基金supported by Elam M. and Georgina E.Hack Memorial Research Funds,Department of Periodontics,University of Washington,Seattle,WA,USAsupported by WVCTSI funds,West Virginia University,Morgantown,WV,USA
文摘Toll-like receptor (TLR)-mediated inflammatory response could negatively affect bone metabolism. In this study, we determined how osteogenesis is regulated during inflammatory responses that are downstream of TLR signaling. Human primary osteoblasts were cultured in collagen gels. Pam3CSK4 (P3C) and Escherichia coli lipopolysaccharide (EcLPS) were used as TLR2 and TLR4 ligand respectively.
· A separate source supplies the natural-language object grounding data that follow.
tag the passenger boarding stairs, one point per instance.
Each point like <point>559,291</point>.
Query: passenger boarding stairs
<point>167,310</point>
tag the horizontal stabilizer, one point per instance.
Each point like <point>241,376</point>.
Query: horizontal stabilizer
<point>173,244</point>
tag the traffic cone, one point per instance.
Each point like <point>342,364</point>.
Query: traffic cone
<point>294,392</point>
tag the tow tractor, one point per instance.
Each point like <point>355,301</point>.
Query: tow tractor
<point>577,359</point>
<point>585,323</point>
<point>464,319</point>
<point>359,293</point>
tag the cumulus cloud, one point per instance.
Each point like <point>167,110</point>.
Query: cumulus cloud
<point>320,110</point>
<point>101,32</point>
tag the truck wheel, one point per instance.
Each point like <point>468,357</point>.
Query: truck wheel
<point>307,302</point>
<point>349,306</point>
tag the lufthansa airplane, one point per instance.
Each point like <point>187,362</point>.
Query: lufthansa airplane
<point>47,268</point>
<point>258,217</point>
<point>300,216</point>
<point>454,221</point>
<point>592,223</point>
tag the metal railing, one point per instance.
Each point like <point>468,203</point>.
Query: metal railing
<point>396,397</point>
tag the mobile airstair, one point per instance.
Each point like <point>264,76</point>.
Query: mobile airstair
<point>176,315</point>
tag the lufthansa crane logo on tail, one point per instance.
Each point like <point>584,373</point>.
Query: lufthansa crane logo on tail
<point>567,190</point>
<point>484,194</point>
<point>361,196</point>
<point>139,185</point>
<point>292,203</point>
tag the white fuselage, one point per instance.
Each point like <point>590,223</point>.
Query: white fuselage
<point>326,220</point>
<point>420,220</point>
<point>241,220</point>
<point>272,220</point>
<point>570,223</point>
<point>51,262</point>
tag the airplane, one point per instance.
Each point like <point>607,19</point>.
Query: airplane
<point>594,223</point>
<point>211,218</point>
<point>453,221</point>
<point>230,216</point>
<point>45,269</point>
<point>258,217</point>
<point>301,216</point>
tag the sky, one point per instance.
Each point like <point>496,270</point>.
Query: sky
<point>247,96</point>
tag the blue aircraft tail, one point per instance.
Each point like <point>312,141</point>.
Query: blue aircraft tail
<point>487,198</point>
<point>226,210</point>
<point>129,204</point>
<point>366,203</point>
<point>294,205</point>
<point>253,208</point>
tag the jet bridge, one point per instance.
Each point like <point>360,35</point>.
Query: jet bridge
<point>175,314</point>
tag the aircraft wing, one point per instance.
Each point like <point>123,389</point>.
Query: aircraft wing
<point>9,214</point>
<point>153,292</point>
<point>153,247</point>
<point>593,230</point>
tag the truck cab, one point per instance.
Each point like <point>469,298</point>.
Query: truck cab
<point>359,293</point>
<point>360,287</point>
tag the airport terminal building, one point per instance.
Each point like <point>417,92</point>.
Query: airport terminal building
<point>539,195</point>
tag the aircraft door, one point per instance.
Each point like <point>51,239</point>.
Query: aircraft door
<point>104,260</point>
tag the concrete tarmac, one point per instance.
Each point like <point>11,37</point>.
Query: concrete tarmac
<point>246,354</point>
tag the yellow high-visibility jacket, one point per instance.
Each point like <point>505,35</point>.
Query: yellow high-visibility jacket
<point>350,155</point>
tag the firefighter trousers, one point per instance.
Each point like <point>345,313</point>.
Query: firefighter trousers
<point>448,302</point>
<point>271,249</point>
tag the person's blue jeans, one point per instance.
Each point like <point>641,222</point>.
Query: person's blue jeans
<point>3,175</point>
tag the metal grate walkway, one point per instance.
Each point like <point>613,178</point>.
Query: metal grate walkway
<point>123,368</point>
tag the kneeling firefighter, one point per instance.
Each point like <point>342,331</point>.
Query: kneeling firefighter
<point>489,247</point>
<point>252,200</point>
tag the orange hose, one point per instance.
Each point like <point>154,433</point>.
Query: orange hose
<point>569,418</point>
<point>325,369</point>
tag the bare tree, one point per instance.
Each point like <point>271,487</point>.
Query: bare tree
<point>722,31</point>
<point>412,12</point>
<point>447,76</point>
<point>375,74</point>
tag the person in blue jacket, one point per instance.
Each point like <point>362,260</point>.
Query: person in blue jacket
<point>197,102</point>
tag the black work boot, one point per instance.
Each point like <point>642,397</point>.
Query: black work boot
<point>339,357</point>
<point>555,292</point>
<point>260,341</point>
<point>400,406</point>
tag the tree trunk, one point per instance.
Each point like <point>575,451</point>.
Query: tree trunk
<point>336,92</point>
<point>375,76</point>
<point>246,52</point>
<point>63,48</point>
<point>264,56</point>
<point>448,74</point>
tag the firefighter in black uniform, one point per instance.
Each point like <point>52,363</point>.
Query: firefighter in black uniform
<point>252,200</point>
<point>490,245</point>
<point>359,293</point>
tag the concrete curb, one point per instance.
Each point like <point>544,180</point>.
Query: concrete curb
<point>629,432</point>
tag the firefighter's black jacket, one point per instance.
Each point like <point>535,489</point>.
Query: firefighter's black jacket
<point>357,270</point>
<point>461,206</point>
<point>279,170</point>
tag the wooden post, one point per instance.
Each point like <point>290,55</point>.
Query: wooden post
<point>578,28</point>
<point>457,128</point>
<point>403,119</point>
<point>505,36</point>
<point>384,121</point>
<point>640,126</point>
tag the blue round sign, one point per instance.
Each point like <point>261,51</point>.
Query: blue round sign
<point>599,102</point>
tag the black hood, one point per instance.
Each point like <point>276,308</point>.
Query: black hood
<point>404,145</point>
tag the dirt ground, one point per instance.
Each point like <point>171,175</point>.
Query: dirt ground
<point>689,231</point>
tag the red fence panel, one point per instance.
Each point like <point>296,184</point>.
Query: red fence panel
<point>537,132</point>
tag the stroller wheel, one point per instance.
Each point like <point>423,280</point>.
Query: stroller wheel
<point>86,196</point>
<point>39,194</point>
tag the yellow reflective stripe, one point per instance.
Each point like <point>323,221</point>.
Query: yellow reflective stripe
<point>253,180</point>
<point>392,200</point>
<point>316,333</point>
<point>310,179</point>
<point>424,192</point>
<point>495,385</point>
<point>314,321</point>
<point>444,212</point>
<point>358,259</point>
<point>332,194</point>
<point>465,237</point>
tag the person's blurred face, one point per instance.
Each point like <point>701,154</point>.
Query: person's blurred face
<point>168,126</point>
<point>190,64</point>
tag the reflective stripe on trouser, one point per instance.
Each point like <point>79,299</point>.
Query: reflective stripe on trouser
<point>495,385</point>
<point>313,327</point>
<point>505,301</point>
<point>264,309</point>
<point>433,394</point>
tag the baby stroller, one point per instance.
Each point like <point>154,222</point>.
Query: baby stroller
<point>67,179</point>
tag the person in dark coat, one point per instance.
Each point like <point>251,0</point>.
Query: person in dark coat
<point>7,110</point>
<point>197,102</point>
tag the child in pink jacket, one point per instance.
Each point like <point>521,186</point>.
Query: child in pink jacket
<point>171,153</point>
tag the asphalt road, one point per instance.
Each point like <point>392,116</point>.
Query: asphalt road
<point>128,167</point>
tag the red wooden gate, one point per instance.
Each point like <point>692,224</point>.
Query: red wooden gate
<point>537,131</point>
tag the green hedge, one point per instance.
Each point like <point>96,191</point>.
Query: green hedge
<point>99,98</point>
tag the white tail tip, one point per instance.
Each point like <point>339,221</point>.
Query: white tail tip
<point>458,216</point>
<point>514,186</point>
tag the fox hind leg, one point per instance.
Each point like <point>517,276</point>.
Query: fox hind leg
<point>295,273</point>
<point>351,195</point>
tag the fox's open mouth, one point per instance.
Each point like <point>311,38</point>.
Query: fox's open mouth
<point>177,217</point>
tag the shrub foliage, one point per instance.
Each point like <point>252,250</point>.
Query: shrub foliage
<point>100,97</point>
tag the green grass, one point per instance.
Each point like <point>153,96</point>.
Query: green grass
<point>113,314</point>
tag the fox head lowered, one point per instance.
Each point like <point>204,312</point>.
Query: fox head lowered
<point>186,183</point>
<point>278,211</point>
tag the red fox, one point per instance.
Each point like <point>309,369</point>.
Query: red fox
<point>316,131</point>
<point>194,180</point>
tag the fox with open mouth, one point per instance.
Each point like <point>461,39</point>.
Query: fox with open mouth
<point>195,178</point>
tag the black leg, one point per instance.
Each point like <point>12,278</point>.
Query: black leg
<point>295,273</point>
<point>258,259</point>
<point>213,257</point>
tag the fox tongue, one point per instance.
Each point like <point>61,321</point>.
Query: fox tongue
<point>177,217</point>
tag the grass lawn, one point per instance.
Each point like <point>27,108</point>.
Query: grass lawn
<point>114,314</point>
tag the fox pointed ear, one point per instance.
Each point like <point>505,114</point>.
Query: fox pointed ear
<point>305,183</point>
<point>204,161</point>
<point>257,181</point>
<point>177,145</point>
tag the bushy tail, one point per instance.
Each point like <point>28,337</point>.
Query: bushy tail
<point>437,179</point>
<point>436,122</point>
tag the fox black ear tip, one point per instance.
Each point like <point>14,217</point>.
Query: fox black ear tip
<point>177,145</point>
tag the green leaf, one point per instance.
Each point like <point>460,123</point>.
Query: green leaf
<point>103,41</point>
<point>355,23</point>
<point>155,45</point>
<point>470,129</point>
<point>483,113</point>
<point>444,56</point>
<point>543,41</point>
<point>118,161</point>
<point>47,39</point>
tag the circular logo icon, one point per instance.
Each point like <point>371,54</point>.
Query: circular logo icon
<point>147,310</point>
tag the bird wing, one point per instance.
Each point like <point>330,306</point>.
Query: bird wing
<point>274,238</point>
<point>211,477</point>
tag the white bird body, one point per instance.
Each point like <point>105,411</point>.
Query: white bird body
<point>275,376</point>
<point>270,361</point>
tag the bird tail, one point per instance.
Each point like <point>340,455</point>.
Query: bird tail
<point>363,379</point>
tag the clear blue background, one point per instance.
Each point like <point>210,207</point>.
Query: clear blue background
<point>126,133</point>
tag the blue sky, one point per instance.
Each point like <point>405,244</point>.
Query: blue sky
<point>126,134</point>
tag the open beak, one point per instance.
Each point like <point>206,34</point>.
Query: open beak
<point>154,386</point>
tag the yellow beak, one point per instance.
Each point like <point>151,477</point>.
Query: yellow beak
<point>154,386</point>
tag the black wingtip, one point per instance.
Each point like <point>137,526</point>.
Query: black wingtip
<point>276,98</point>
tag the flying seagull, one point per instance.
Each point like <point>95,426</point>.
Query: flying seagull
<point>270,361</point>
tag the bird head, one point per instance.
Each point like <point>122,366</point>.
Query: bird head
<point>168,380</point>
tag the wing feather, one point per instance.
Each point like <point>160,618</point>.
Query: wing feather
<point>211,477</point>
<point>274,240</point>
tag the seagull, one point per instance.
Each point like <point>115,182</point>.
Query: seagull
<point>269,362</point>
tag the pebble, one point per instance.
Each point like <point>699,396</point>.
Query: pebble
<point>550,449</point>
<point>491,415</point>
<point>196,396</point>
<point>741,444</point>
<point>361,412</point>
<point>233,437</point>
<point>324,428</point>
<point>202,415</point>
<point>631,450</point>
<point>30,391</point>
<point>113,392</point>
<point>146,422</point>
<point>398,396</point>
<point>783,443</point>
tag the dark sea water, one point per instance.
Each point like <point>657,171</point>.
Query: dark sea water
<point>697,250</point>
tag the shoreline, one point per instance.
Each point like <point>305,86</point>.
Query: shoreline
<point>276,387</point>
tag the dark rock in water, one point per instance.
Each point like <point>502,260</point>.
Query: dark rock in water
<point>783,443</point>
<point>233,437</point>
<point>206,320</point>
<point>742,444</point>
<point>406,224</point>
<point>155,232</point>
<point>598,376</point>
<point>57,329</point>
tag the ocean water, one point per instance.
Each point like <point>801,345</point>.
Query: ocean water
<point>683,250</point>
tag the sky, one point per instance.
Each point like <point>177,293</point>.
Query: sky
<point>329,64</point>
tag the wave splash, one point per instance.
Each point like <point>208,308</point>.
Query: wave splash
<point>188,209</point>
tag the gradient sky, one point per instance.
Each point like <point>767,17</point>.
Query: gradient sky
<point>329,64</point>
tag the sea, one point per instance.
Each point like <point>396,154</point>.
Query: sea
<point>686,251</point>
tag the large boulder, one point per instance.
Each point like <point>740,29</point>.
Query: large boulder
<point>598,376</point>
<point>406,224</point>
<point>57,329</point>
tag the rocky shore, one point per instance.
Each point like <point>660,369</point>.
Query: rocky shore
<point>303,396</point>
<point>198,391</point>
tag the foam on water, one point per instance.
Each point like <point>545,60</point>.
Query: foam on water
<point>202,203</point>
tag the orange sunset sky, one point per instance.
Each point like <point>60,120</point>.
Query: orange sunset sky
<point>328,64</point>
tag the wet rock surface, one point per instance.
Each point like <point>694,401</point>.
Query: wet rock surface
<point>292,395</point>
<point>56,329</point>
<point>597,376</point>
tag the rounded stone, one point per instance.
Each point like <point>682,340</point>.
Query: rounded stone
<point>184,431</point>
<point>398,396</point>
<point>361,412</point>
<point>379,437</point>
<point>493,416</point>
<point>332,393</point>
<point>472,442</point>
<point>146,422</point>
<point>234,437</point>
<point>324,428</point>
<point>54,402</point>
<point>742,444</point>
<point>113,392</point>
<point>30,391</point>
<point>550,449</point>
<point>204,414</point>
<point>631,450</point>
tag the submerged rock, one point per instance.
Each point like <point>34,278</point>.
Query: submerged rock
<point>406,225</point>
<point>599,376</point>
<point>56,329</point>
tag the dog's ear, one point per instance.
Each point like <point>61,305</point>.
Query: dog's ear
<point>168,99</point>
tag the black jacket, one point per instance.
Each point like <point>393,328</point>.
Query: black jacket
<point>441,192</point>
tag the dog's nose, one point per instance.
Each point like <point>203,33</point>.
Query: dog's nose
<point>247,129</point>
Porphyromonas gingivalis LPS having TLR2 activity with either TLR4 agonism (Pg1690) or TLR4 antagonism (Pg1449) and mutant E. coli LPS (LPxE/LPxF/WSK) were used. IL-lp, SH2-containing inositol phosphatase-1 (SHIP1) that has regulatory roles in osteogenesis, alkaline phosphatase and mineralization were analyzed. 3α-Aminocholestane (3AC) was used to inhibit SHIP1. Our results suggest that osteoblasts stimulated by P3C, poorly induced IL-1β but strongly upregulated SHIP1 and enhanced osteogenic mediators. On the contrary, EcLPS significantly induced IL-1β and osteogenic mediators were not induced. While Pg1690 downmodulated osteogenic mediators, Pg1449 enhanced osteogenic responses, suggesting that TLR4 signaling annuls osteogenesis even with TLR2 activity. Interestingly, mutant E. coli LPS that induces weak inflammation upregulated osteogenesis, but SHIP1 was not induced. Moreover, inhibiting SHIP1 significantly upregulated TLR2-mediated inflammatory response and downmodulated osteogenesis. In conclusion, these results suggest that induction of weak inflammatory response through TLR2 (with SHIP1 activity) and mutant TLR4 ligands could enhance osteogenesis.